It’s a bummer of a day for potheads.
The Drug Enforcement Administration today declined again to loosen restrictions on marijuana even though pot is now legal in four states and the District of Columbia and medical use is permitted in an additional 22.
The disconnect between Washington and the states will continue to complicate matters for the growing marijuana industry, frustrate those who see weed as a tax-revenue generator, vex law enforcement officials, disappoint Americans who consider pot no more harmful than alcohol and leave libertarians shaking their heads.
A year ago, the purple haze around marijuana seemed to be clearing and legalization had more than one champion. Republican presidential candidate Senator Rand Paul, a libertarian from Kentucky, favored legalization, and on the Democratic side, the insurgent candidate Bernie Sanders made ending restrictions on marijuana possession a crowd-pleasing line for his sometimes smoky rallies.
But Paul dropped out early, and Sanders was vanquished by Hillary Clinton. However, Sanders’ supporters did manage to insert in the platform that emerged from the Democratic convention a call for a “pathway” to legalization.
That was a victory for the “Bernie bros,” but it could go nowhere even if Clinton is elected.
The former secretary of state has spoken in favor of medical marijuana but has taken a wait-and-see approach on how legalization works in states that have lifted restrictions on possession.
The Republican Party platform doesn’t sanction medical marijuana use, but Donald Trump has said he is behind it 100 percent. In the past, he has spoke about legalizing pot, though his current position seems to be that the states should decide.
The Marijuana Policy Project, an advocacy group, gives Trump a C+ grade, and inexplicably gives Clinton a B+. Inexplicable, because Trump has talked about ending what he has called a failed and costly war on drugs.
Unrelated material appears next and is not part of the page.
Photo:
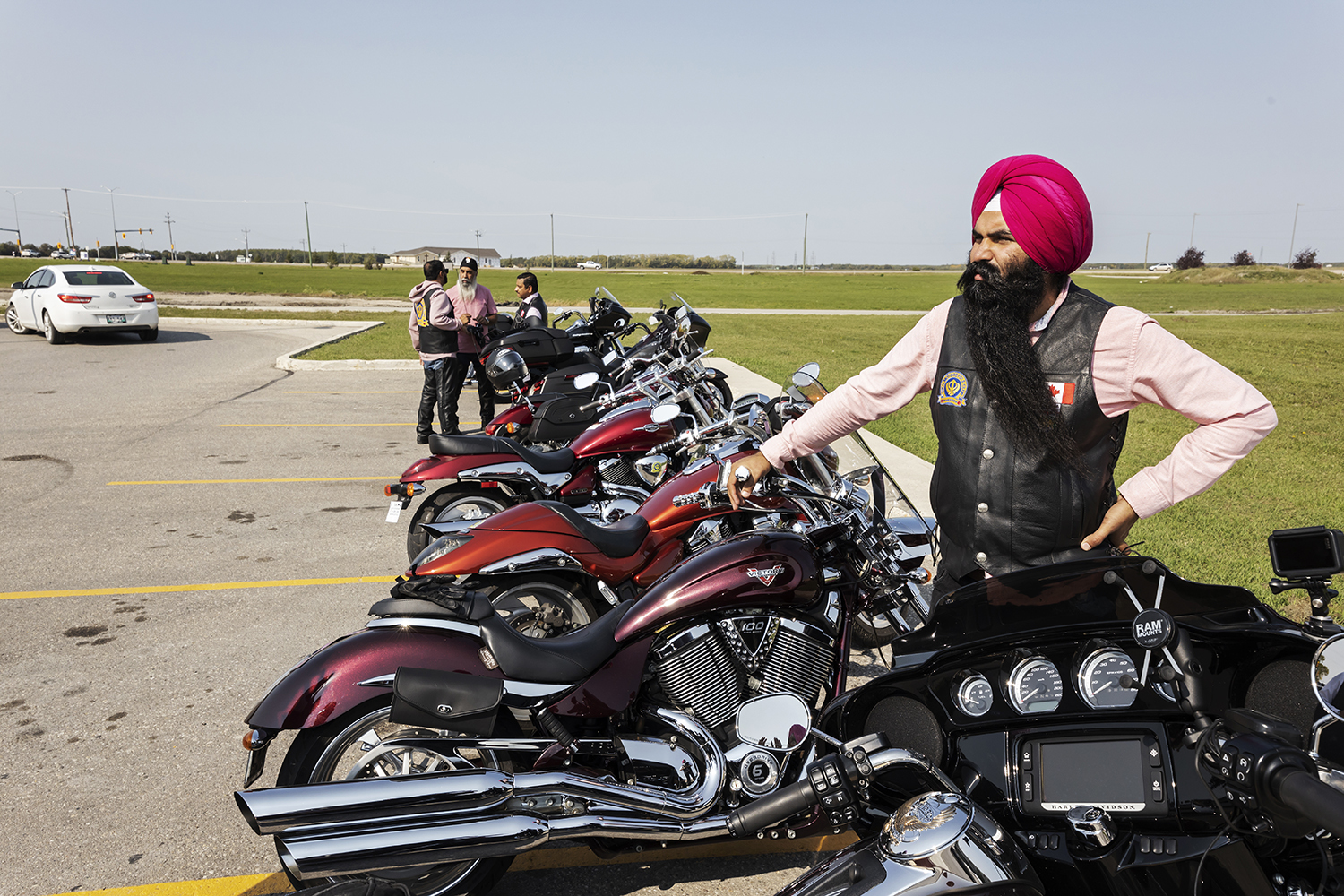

On the other hand, the cannabis website Merry Jane calls Trump the best option “if you want marijuana legalized.”
Libertarian Party nominee Gary Johnson, a former Governor of New Mexico, freely admits to smoking marijuana and backs legalization. But the latest Real Clear Politics average shows Johnson polling just 9 percent in a four-way race, with Clinton at 43.6 percent, Trump at 36.4 percent and Jill Stein of the Green Party at 3.8 percent. So Johnson’s chance of putting his feet up on the desk of the Oval Office and lighting up are slim to none.
Where would Trump really come down?
In an interview at the GOP convention, controversial political operative Roger Stone said libertarians should vote for Trump because of his “enormous skepticism about the war on drugs.”